Potassium‐Based Metal‐Organic Framework with Coordination‐Induced Electrochemiluminescence for Biosensing Applications

Abstract Tetraphenylethene (TPE) exhibits aggregation‐induced electrochemiluminescence (AIECL), but the achievement of high emission efficiency requires effective suppression of non‐radiative transitions. Herein, a cyclodextrin‐tetraphenylethene metal‐organic framework (CT‐MOF) is constructed that significantly enhances electrochemiluminescence (ECL) output via coordination‐induced electrochemiluminescence (CIECL). In the CT‐MOF, alkali metal ions K + coordinate with ligands comprising covalently linked amino‐ β ‐cyclodextrin ( β ‐CD) and carboxylated tetraphenylethene (TPE‐COOH), which reduces the dihedral angles of the TPE units and restricts their intramolecular rotation. The resulting rigid structure can suppress the non‐radiative pathways and generate a high ECL emission at low potential (0–1.1 V vs Ag/AgCl). Notably, the introduction of FeNi alloy‐modified graphdiyne quantum dots (FN‐GQDs) as the co‐reactant accelerators can induce further signal amplification.

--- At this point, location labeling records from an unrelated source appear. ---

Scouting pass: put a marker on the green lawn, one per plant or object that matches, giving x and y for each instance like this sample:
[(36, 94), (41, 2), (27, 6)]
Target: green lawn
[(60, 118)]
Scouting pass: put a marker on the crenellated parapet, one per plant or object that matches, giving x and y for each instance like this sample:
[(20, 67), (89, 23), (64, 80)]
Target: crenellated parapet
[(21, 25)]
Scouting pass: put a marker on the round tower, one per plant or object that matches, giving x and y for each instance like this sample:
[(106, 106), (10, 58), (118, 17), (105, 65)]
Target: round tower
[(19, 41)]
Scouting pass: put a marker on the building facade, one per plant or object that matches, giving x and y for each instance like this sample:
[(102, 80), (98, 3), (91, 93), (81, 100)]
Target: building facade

Taking advantage of the enhanced hydrophilicity of CT‐MOF, a nanobody‐based sandwich immunosensor is constructed for sensitive detection of tumor necrosis factor‐like cytokine 1A (TL1A), a key colitis biomarker. This work represents the first demonstration of integrating K + ‐coordinated MOFs with TL1A‐specific nanobodies for high‐performance ECL biosensing.